Rubio’s response came with the caveat, however, that he found it unlikely Clinton would nominate an individual who shared his view of the role of the court.

“If it’s someone good who understands that their job is to apply the constitution, according to its original intent, then that will be a welcome surprise,” he said. “But barring whether it’s Republican or a Democrat, if they appoint someone who I believe doesn’t meet that standard I’ll oppose that nominee.”
That’s not much of an answer.

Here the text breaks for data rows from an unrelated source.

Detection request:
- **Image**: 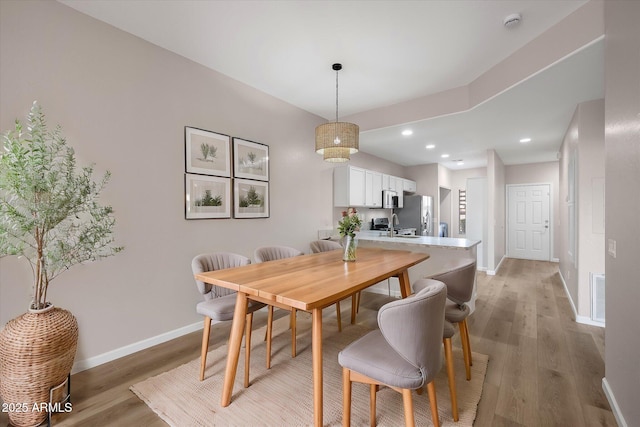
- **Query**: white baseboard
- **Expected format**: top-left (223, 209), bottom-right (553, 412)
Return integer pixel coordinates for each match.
top-left (602, 377), bottom-right (628, 427)
top-left (71, 322), bottom-right (204, 374)
top-left (558, 271), bottom-right (605, 328)
top-left (486, 256), bottom-right (505, 276)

Rubio appears to have reservations about a blockade in principle, but in practice, the far-right Floridian is prepared to reject any Supreme Court nominee who doesn’t share his legal ideology, regardless of other considerations.

In other words, if Clinton wins and nominates a qualified center-left jurist, Rubio would stand alongside Burr, Cruz, and McCain. At a debate the other day, Sen. Rand Paul (R-Ky.) adopted a similar posture. [Update: Senate Majority Whip John Cornyn dodged a question about this yesterday, saying he didn’t want to speculate.]

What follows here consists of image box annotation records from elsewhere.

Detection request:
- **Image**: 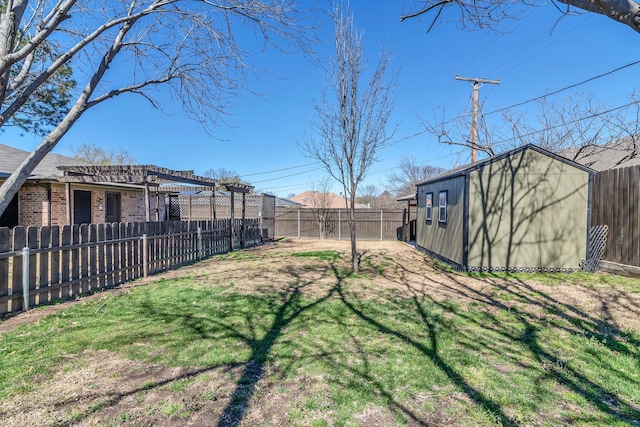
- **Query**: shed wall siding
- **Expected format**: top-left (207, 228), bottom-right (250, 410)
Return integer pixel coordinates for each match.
top-left (416, 177), bottom-right (464, 265)
top-left (468, 150), bottom-right (589, 269)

Let’s not miss the forest for the trees here: the fact that this is even a question is a striking development. In recent memory, no one thought to ask senators, “Would you be willing to confirm a qualified Supreme Court justice?” because the question seemed wholly unnecessary. It’d be like asking them, “Are you willing to wear shoes on the Senate floor?” We ought to be able to safely guess the answer in advance.

But the radicalization of Republican politics has meant the abandonment of all kinds of norms that Americans safely took for granted until quite recently.

Postscript: Let’s note for context that this speculation focuses on the possibility of a Clinton presidency working alongside a GOP-led Senate. If Democrats take the Senate majority, the more likely scenario is Republicans trying to filibuster any Clinton court nominee, and Dems doing away with that option.